Example 6 was repeated with Tween 80® with the difference that the premixing of the lipase solution with Tween 80® was skipped. Lipase solution, Tween 80® and support material were put together and the mixture was stirred for 24 hours. Then immobilized lipase was filtered off and tested in the acidolysis reaction as described in example 2. Table 8 shows the results after acidolysis after 3.5 h.

	TABLE 8
	Carbon number	With premixing	No premixing
	C46	1.3	1.51
	C48	13.8	16.38
	C50	33	32.32
	C52	40.2	38.34
	C54	11.4	11.14
	C56	0.3	0.3

The results demonstrate that premixing of Tween 80® with lipase solution is not required.

Claims

1. A process for immobilizing a lipase on a support containing a functional amino group, which comprises contacting the lipase with the support in the presence of a surface-active material.
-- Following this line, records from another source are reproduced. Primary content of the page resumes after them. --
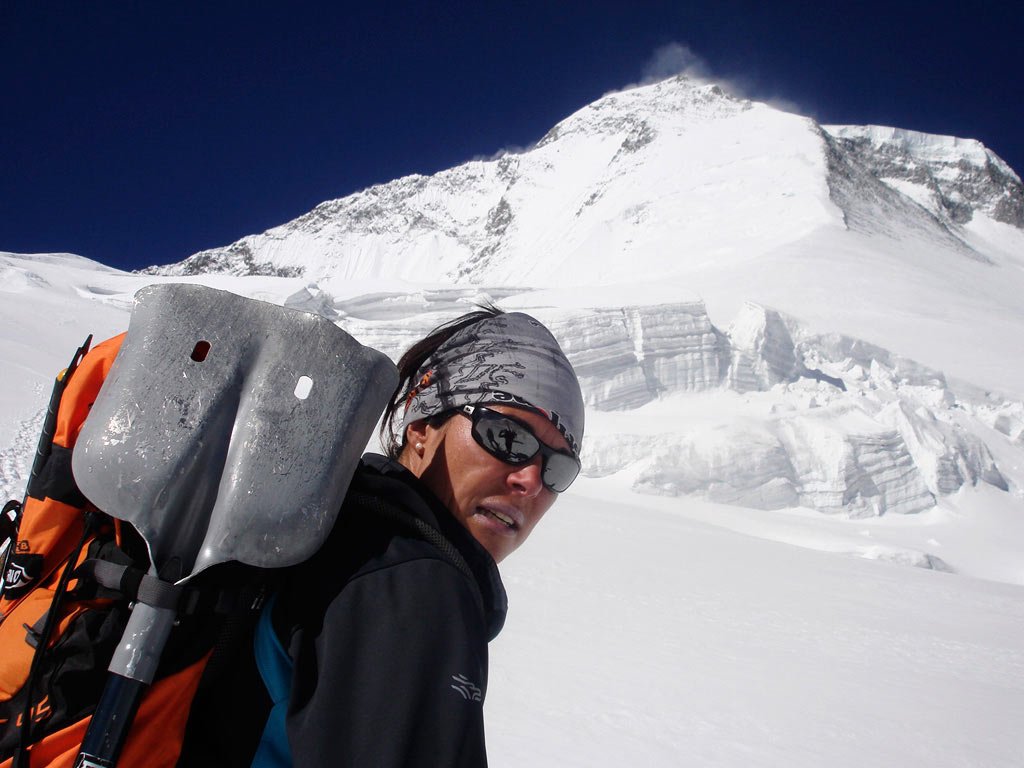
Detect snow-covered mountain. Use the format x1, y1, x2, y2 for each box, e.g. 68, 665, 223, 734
0, 78, 1024, 766
151, 77, 1024, 286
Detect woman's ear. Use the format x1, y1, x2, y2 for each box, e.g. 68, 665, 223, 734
398, 419, 429, 477
406, 419, 427, 458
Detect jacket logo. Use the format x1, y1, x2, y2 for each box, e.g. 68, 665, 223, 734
452, 675, 483, 701
3, 562, 33, 590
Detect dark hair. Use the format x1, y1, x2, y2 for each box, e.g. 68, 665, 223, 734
380, 304, 505, 459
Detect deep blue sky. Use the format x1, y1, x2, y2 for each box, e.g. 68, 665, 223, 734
0, 0, 1024, 268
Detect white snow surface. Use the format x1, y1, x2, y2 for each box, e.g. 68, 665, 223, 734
0, 79, 1024, 768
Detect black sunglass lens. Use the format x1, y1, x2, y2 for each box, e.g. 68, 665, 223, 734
544, 454, 580, 494
473, 413, 540, 464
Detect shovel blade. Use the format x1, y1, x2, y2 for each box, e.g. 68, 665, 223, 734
72, 285, 397, 583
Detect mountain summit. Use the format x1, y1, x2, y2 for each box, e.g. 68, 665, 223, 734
153, 76, 1024, 287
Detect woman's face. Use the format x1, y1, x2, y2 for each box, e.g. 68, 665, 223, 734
398, 404, 568, 562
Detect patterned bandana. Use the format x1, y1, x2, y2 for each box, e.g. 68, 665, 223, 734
401, 312, 584, 459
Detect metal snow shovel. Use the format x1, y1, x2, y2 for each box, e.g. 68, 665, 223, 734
72, 285, 397, 766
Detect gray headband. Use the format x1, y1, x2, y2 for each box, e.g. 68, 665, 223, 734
401, 312, 584, 458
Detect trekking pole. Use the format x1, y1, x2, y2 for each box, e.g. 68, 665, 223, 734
0, 334, 92, 599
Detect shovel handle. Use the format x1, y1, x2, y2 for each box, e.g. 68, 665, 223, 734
75, 603, 176, 768
75, 674, 148, 768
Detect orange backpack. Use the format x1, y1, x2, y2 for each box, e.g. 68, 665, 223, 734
0, 335, 243, 768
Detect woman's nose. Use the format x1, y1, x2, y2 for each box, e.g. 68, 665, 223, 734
508, 456, 544, 497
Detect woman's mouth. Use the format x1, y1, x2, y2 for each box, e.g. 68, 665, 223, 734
477, 507, 516, 528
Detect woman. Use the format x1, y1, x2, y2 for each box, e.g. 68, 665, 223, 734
181, 309, 584, 766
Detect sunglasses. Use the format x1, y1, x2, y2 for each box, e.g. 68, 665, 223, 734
459, 406, 580, 494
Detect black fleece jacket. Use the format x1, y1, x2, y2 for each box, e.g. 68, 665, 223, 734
179, 455, 507, 768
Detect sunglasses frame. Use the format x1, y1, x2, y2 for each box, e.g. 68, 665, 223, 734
459, 406, 582, 494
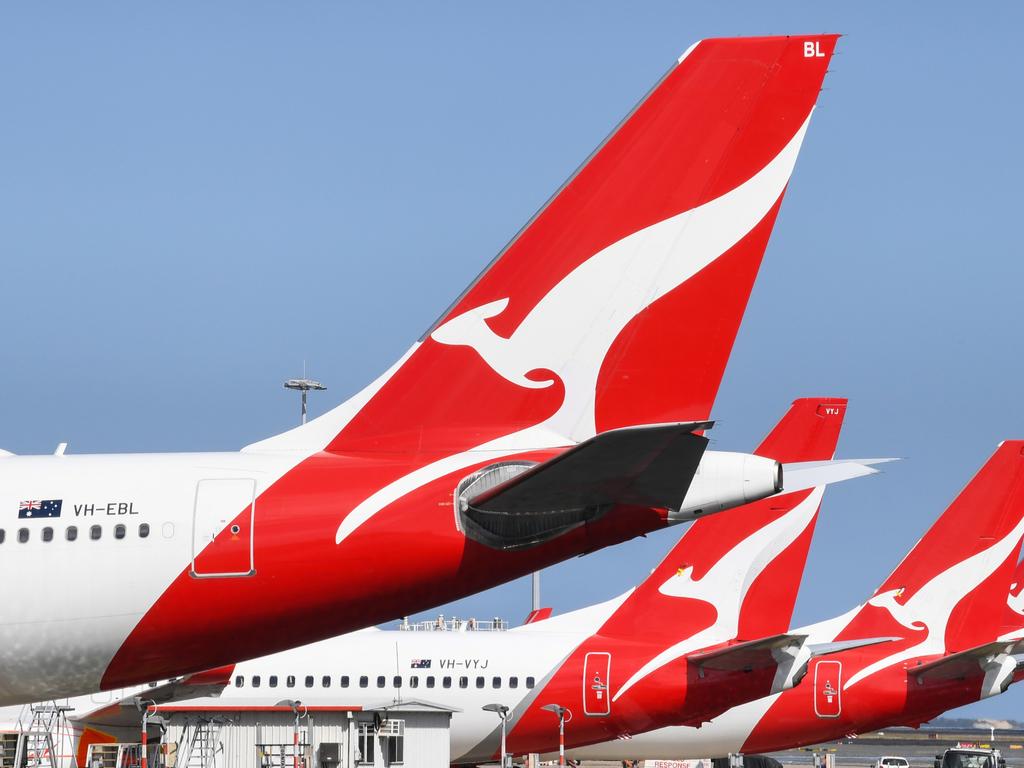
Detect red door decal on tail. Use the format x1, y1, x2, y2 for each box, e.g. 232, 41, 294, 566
583, 651, 611, 717
814, 660, 843, 718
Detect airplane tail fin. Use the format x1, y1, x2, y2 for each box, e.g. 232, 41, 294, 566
601, 397, 847, 647
837, 440, 1024, 651
1000, 560, 1024, 637
249, 35, 838, 452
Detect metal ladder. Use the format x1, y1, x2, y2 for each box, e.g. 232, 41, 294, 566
14, 701, 75, 768
177, 720, 220, 768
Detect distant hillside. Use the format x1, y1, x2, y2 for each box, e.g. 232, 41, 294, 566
922, 718, 1024, 730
2. A process according to claim 1, wherein the lipase is a 1,3 specific lipase.

3. A process according to claim 1, wherein the lipase is derived from Rhizopus oryzae.
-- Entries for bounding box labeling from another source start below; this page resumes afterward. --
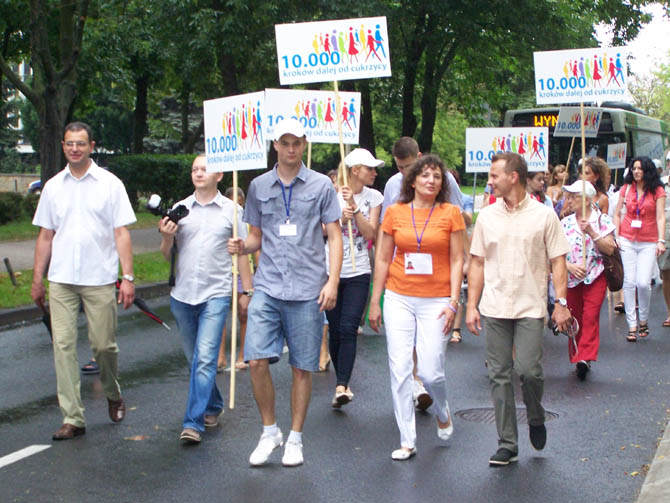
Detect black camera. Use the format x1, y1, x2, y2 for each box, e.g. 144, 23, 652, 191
147, 194, 189, 224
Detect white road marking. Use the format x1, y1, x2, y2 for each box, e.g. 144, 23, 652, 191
0, 445, 51, 468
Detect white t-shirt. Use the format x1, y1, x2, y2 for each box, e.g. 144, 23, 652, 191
33, 160, 136, 286
326, 187, 384, 278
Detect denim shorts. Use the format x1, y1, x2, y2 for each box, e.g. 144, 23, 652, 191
244, 290, 323, 372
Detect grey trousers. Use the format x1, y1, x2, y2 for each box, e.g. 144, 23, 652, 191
483, 316, 544, 452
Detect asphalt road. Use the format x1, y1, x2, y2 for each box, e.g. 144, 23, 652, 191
0, 287, 670, 503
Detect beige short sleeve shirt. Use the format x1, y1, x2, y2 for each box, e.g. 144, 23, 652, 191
470, 195, 569, 319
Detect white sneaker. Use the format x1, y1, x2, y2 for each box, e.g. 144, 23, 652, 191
281, 440, 303, 466
249, 428, 284, 466
391, 447, 416, 461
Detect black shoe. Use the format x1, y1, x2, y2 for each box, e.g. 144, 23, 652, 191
489, 447, 519, 466
577, 360, 590, 381
528, 424, 547, 451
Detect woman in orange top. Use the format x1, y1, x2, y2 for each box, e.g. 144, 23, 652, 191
369, 154, 465, 460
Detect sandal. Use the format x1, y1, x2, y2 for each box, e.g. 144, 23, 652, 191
637, 323, 649, 337
81, 358, 100, 375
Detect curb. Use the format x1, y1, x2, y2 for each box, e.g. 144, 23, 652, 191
0, 282, 170, 330
637, 422, 670, 503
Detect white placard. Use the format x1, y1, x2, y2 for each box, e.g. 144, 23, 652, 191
465, 127, 549, 173
533, 47, 630, 105
607, 142, 626, 169
203, 91, 267, 172
264, 89, 361, 145
275, 17, 391, 85
554, 107, 603, 138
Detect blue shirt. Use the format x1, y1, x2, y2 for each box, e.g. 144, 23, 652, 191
244, 164, 342, 301
379, 172, 463, 222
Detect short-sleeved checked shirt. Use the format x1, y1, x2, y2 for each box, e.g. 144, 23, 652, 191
244, 165, 342, 301
470, 194, 570, 319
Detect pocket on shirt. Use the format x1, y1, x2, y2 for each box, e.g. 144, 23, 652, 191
257, 195, 286, 225
291, 194, 321, 219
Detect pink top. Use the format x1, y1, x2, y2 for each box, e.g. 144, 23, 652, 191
619, 184, 665, 243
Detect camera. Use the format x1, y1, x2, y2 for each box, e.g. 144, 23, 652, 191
147, 194, 189, 224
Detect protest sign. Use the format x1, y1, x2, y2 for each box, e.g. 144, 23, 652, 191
465, 127, 549, 173
203, 91, 267, 172
533, 47, 630, 105
275, 17, 391, 85
607, 142, 626, 169
554, 107, 603, 138
264, 89, 361, 145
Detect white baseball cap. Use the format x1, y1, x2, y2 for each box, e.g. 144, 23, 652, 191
563, 180, 596, 197
344, 148, 384, 168
274, 119, 307, 141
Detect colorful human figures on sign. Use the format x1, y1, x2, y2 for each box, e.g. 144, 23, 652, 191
286, 96, 358, 131
310, 24, 387, 64
491, 131, 548, 160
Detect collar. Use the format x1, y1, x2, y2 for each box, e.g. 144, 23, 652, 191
184, 190, 227, 209
65, 159, 102, 180
272, 162, 310, 185
500, 192, 530, 213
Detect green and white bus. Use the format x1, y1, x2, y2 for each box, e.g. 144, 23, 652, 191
503, 102, 670, 176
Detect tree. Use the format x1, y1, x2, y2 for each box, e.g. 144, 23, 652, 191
0, 0, 90, 182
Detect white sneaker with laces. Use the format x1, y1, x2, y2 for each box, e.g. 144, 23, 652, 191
249, 428, 284, 466
281, 440, 303, 466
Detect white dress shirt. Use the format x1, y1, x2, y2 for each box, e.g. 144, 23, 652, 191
33, 161, 136, 286
170, 191, 247, 305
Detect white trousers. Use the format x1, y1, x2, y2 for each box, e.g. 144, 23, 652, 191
619, 237, 656, 328
384, 290, 449, 448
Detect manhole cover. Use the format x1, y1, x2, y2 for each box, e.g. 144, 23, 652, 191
454, 407, 558, 424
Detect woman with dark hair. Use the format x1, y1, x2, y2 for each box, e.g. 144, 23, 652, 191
369, 154, 465, 460
614, 157, 665, 342
584, 157, 610, 214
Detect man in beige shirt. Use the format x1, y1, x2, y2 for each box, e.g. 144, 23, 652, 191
466, 152, 571, 466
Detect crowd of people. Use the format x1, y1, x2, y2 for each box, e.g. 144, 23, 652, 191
31, 119, 670, 466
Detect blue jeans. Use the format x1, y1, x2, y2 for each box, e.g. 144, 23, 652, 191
244, 290, 323, 372
326, 274, 370, 387
170, 297, 230, 432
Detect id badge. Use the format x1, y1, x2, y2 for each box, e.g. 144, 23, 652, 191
405, 253, 433, 274
279, 223, 298, 237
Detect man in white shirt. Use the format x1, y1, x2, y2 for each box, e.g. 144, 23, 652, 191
30, 122, 135, 440
158, 155, 253, 444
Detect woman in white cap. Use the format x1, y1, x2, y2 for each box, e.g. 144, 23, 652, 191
326, 148, 384, 409
561, 180, 616, 380
614, 157, 665, 342
369, 154, 465, 460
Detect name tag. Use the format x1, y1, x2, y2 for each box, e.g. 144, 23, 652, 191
405, 253, 433, 274
279, 224, 298, 237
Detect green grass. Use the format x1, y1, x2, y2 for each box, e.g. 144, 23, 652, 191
0, 211, 158, 241
0, 252, 170, 309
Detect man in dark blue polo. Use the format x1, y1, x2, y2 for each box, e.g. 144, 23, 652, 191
228, 119, 342, 466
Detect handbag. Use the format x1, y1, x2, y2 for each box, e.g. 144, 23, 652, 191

4. A process according to claim 1, wherein the functional amino group is a functional alkylamino group having C1-C22 carbon atoms.

5. A process according to claim 1, wherein the surface-active material is a non-ionic surfactant.

6. A process according to claim 1, wherein the surface-active material is selected from the group consisting of polyethyleneglycols, methoxy polyethyleneglycols, polysorbates and mixtures thereof.

7. A process for producing a triglyceride by enzymatic transesterification with a lipase which is immobilized on a support having a functional amino group according to claim 1.

8. A process for producing a triglyceride according to claim 7, wherein the triglyceride has a symmetrical structure ABA.

9. A process according to claim 8, wherein the symmetrical triglyceride is OPO.

10. A process according to claim 8, wherein the symmetrical triglyceride is SOS.

11. A process according to claim 7, wherein a change of C52 triglycerides of feedstock to product is at least 15% by weight.

12. An immobilized lipase produced by the process of claim 1.

13. A process for producing a triglyceride fat composition comprising at least 15% by weight OPO using a lipase which is immobilized on a support having a functional amino group according to claim 1.